Analog Science Fiction and Fact, January/February 2014, Volume CXXXIV No. 1&2 Double Issue Trevor Quachri, editor Cover art by David A. Hardy
Serial "Lockstep", part II of IV, by Karl Schroeder
Novellas "Music to Me" by Richard A. Lovett
Novelettes "The Tansy Tree" by Rob Chilson "Determined Spirits" by Grey Rollins
Short Stories "Misunderstandings" by Carl Frederick "Wine, Women, and Stars" by Thoraiya Dyer "This Is As I Wish to Be Restored" by Christie Yant "The Problem with Reproducible Bugs" by Marie DesJardin "Just like Grandma Used to Make" by Brenta Blevins "Racing Prejudice" by John Frye III "Technological Plateau" by Michael Turton "This Quiet Dust" by Karl Bunker
Poetry "Nothing to Fear" by Kate Gladstone "Product Recalls" by Mary Turzillo
Science Fact "Lighting up the Brain: The Use of Electromagnetic Radiation to Stimulate Neurons" by Kyle Kirkland
Departments Editorial: "Checklists" by Trevor Quachri The Alternate View: "On Investing Heretical Gizmos" by Jeffery D. Koolstra 2013 Index
The highlight in this issue is “Music to Me” by Richard A. Lovett. It is in a series of stories with recurring characters, but I think this stands quite well on its own. In a future where spaceships have an AI, after a long journey to the outer parts of the solar system the ship AI Brittney has become more self aware than is usual for these AIs. Going back to Earth it must adapt to "survive" so it can keep its memories and unique personality. It gets sort of refurbished into a personal AI for a human host. They start to work together for common and individual goals. There are so many AI stories in the recent magazines that I become tired of them quickly, but this story tells me that better and more interesting AI stories were written several years ago. Lovett creates the right balance between a relatable and interesting AI character that is not too much of a human. Very much recommended.

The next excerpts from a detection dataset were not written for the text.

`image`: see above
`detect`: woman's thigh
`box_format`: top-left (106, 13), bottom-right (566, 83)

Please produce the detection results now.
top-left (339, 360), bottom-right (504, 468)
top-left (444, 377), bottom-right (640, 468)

The other stories were a bit hit and miss but a few are worth mentioning.
Christie Yant’s “This Is as I Wish to be Restored” has an interesting on the idea of freezing people in hope that their diseases will be easily cured in the future. In this case it doesn't happen and a company that has several people in cold storage for this reason must throw in the towel for a lot of the frozen patients. A worker there gets very emotional about a specific patient.
“Racing Prejudice,” by John Frye III is a short story about sports in a future where cybernetically modifications are allowed in athletes. The story is basically the thought process of a racer through its what I assume is something like a 400 meter sprint run. Very unique story.
“The Problem with Reproducible Bugs,” by Marie DesJardin is a bit silly but fun story about a thing that all programmers know. How to reproduce a bug. Vince is trying to transfer a human mind into a machine, but something keeps going wrong and he ends up in the hospital and cant remember the last couple of days. An amusing ending to this story.
This was a poor and disappointing issue overall. I came close to giving a mere single star until recalling that the first story, Richard A. Lovett's novella "Music to Me" was great: an effective mixture of hard science and good writing that features a captivating protagonist who is an artificial intelligence. Other than that "This Quiet Dust" by Karl Bunker was the only other story that impressed me, this one through an interesting speculation on the possibilities of life. The science fact portion by Kyle Kirkland on neuron stimulation was very fascinating as well.
Carl Frederick's "Mousunderstanding" is finely written, but far too silly of an idea. The remainder of the short stories were neither bad nor memorable.
The two novelettes, however, stood out as poor. Chilson's "The Tansy Tree" was one of the most annoying things I have ever read, eh? heh. hah! yo yo yo. Sadly, I usually like Chilson's stories and I'm sure this had some merits, but I couldn't move past the distracting argot. "Determined Spirits" has some of the worst, wooden dialogue I have read in anything outside something penned in elementary school. The story starts out as a somewhat familiar disaster tale and then degrades swiftly into cartoonish political commentary.
Finally, the second part of Schroeder's novel (which if I wanted to read I would go seek out as a novel): The story started out last issue with an interesting conceptual universe, but as with the other Schroeder stories I've read, inventive hard SF concepts alone aren't enough to keep the story engaging and full to stretch my interest through portions that will now drag along for another two issues.